Dataset Caching
===============

The base dataset class :py:class:`~hybrid_learning.datasets.base.BaseDataset`
defined in this library supports basic caching functionality.
Respective cache handles are defined in :py:mod:`~hybrid_learning.datasets.caching`.


About Caches
------------

The base class of cache handles is :py:class:`~hybrid_learning.datasets.caching.Cache`.
A cache implementation provides methods
:py:meth:`~hybrid_learning.datasets.caching.Cache.put` and
:py:meth:`~hybrid_learning.datasets.caching.Cache.load`
which will store a given object respectively load a previously pushed object using a
given descriptor. If load is called upon a descriptor for which no object
has been stored so far, ``None`` is returned.

An example is here given for a file cache that stores objects to disk using ``torch.save()``:

>>> import os, torch
>>> from hybrid_learning.datasets.caching import PTCache
>>> mycache = PTCache(cache_root=".pytest_tmpdir")
>>> obj: torch.Tensor = torch.tensor([1,2,3])
>>> descriptor: str = "unique_descriptor"
>>> mycache.put(descriptor, obj)
>>> assert os.path.exists(os.path.join(mycache.cache_root, descriptor + ".pt"))
>>> print(mycache.load(descriptor))
tensor([1., 2., 3.])
>>> print(mycache.load("descriptor_of_not_yet_stored_object"))
None


Adding a Cache to a Dataset
---------------------------

Implementations of :py:class:`~hybrid_learning.datasets.base.BaseDataset`
allow to specify a cache handle in order to cache transformed items.
They feature a :py:meth:`~hybrid_learning.datasets.base.BaseDataset.descriptor`
method that returns the unique descriptor of the sample at an index.
If the dataset is assigned a :py:attr:`~hybrid_learning.datasets.base.BaseDataset.transforms_cache`
handle, these descriptors are used to load or put a transformed sample into the cache.
To apply further transformations to items, independent on whether they were
loaded from cache or newly transformed using :py:attr:`~hybrid_learning.datasets.base.BaseDataset.transforms`,
use the :py:meth:`~hybrid_learning.datasets.base.BaseDataset.after_cache_transforms`.

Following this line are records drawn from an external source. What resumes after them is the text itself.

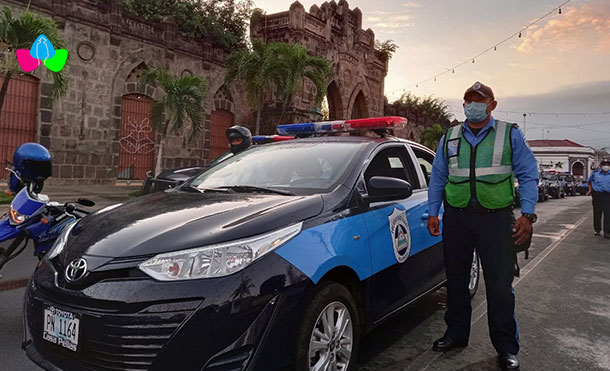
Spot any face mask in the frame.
[464,102,487,123]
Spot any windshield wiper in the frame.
[221,185,295,196]
[180,185,233,193]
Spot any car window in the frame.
[364,146,419,196]
[411,147,434,188]
[191,141,365,194]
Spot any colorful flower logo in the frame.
[17,35,68,72]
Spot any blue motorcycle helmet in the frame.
[9,143,53,193]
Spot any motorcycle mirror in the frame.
[76,198,95,207]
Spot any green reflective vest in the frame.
[444,121,515,209]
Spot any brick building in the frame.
[0,0,252,184]
[251,0,388,132]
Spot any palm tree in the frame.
[0,7,68,111]
[140,69,208,175]
[421,124,443,150]
[225,39,280,135]
[274,43,331,123]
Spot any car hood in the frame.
[62,191,323,262]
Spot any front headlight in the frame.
[47,222,76,260]
[8,205,28,225]
[138,223,303,281]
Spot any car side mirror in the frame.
[363,176,413,203]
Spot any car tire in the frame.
[468,249,481,298]
[295,282,360,371]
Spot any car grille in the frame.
[27,296,193,370]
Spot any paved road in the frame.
[0,197,610,371]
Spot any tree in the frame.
[384,93,452,127]
[0,7,68,111]
[140,69,208,175]
[122,0,253,48]
[274,43,331,123]
[375,39,398,60]
[226,39,283,135]
[420,124,443,150]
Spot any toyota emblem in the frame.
[66,258,87,282]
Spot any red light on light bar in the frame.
[345,116,407,129]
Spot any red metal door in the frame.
[118,94,155,179]
[0,75,38,178]
[209,111,233,160]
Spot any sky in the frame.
[254,0,610,148]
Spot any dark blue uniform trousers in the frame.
[436,207,519,354]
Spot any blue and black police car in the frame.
[23,117,479,371]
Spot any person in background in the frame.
[428,82,538,370]
[587,158,610,238]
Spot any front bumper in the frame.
[24,254,313,371]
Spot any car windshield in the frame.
[190,141,366,194]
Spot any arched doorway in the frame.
[350,90,369,119]
[327,81,344,120]
[118,94,155,179]
[572,161,585,176]
[0,75,38,178]
[208,85,235,160]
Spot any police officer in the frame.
[428,82,538,370]
[587,158,610,238]
[225,125,252,155]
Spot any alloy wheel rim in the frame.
[468,251,479,291]
[309,301,354,371]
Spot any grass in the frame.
[0,193,13,205]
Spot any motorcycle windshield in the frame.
[0,219,21,242]
[11,188,45,216]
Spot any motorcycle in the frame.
[0,143,95,277]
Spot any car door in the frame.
[362,143,442,320]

>>> from hybrid_learning.datasets.custom import coco
>>> concept_data = coco.ConceptDataset(
...     body_parts=[coco.BodyParts.FACE],
...     dataset_root=os.path.join("dataset", "coco_test", "images", "train2017"),
...     transforms_cache=mycache
... )


Also, caching can be applied manually by decorating
``__getitem__``-like functions with a cache's
:py:meth:`~hybrid_learning.datasets.caching.Cache.wrap` method.